As the automotive industry advances toward full automation, in-cabin monitoring systems, commonly known as driver and occupant monitoring systems (DMS/OMS), have become a key area of focus. Using cameras and sensors, these systems monitor the vehicle interior and the driver's response to the driving environment, improving both safety and comfort. By tracking driver alertness, they help reduce human-error accidents, for example, slowing the car when drowsiness is detected.
The importance of this technology is reflected in the European Union's General Safety Regulation (GSR), which mandates DMS in all new cars from 2024. As these systems become indispensable to road safety, manufacturers need reliable calibration and characterization solutions throughout development to guarantee the highest image quality and safety performance.

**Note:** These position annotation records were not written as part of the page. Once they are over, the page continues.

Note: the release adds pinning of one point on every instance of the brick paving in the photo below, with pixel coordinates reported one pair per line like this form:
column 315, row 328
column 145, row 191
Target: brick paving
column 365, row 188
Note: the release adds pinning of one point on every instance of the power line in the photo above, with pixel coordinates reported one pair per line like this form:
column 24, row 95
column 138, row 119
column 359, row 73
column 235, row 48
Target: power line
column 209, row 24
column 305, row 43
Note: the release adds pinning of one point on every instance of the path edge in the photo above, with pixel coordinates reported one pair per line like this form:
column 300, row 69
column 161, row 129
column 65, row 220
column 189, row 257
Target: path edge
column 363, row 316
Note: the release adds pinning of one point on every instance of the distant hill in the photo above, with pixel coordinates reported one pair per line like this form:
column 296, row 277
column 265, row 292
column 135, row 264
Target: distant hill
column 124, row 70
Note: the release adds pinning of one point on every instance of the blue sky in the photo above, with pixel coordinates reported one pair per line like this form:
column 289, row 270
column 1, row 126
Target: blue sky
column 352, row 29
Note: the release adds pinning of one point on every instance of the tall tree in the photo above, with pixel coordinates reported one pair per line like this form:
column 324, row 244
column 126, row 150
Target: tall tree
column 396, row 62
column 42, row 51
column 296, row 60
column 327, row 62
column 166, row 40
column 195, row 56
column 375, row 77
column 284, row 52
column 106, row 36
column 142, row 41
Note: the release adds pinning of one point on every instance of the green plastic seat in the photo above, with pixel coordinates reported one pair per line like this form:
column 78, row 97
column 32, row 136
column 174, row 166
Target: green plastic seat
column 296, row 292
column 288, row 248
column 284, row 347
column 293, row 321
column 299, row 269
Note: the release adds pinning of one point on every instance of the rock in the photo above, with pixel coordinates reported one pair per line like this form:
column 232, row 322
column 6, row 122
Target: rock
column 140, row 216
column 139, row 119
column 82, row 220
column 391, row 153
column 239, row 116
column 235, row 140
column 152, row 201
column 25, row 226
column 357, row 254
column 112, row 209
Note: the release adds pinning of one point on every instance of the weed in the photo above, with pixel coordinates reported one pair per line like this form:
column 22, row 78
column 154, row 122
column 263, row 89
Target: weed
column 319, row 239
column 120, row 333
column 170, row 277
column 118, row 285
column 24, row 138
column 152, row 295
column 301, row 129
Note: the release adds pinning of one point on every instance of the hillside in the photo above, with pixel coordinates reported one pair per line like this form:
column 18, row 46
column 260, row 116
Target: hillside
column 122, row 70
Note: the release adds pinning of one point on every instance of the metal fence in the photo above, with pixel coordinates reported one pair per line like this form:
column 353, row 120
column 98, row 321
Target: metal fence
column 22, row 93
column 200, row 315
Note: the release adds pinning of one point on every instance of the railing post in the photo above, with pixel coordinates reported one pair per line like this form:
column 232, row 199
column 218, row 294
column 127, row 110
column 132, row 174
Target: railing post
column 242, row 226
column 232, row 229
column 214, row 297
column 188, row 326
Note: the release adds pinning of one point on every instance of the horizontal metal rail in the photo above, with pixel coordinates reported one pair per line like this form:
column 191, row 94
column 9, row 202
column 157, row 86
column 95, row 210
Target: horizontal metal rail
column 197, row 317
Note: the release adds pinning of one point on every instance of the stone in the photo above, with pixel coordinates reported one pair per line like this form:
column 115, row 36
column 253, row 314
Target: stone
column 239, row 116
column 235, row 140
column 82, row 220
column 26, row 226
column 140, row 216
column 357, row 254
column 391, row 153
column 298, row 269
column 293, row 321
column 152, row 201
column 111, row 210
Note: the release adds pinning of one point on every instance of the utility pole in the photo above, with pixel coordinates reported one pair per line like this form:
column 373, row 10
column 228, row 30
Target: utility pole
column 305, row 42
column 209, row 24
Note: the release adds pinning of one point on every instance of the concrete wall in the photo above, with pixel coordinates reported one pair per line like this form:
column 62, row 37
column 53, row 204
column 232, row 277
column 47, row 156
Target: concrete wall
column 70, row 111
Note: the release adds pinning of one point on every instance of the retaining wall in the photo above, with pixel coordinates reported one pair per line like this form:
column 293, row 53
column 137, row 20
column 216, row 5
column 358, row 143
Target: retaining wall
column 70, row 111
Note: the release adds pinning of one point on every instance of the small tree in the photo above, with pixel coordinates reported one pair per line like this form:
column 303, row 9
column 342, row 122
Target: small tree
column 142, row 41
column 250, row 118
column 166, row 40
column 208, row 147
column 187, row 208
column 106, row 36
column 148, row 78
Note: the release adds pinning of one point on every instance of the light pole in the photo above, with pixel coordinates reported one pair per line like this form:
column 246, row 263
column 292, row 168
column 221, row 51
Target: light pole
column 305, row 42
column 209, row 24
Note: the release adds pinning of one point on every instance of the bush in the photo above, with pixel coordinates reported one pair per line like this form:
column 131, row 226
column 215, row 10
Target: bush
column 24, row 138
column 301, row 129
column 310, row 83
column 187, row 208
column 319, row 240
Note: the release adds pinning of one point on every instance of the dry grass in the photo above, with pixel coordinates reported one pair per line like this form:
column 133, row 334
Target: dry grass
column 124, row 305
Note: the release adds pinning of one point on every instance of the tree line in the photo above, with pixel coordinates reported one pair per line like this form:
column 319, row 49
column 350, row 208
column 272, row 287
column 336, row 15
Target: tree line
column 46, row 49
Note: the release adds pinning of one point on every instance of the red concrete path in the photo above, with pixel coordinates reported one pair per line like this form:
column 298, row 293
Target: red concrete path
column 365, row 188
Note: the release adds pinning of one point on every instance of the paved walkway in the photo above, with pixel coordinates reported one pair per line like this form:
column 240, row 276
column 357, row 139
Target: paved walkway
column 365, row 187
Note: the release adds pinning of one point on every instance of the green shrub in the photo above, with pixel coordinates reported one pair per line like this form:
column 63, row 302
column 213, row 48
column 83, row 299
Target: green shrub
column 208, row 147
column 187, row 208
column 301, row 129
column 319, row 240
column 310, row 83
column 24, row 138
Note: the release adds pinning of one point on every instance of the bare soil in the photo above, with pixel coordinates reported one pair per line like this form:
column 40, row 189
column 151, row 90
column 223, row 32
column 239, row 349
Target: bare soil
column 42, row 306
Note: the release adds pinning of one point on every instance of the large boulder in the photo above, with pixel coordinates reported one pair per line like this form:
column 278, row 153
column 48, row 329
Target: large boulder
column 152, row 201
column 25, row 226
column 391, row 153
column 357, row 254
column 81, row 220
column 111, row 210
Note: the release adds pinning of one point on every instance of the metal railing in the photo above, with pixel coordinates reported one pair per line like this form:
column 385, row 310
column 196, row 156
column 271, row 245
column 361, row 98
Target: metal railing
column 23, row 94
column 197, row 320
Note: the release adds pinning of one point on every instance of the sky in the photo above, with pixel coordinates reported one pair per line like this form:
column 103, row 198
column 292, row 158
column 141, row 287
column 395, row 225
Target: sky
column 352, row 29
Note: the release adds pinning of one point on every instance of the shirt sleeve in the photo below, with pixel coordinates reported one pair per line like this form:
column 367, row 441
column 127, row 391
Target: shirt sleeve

In-cabin systems capture video and images to assess occupant behavior and facial cues. They rely mainly on near-infrared (NIR) sensors with active illumination (e.g., LED or VCSEL, typically around 850 nm or 940 nm), ensuring accuracy in very low light without a visible source that would distract occupants. The captured data feeds into embedded machine vision software for tasks such as detecting drowsiness, gaze, hand position, seatbelt usage, child seats, and occupant posture for optimized airbag deployment.
When the vehicle drives autonomously, these systems can also support human-vision applications such as video calls or selfies. Increasingly, a single sensor combines RGB and IR functionality on one chip, an elegant solution that introduces new characterization challenges, making thorough testing under realistic conditions more important than ever.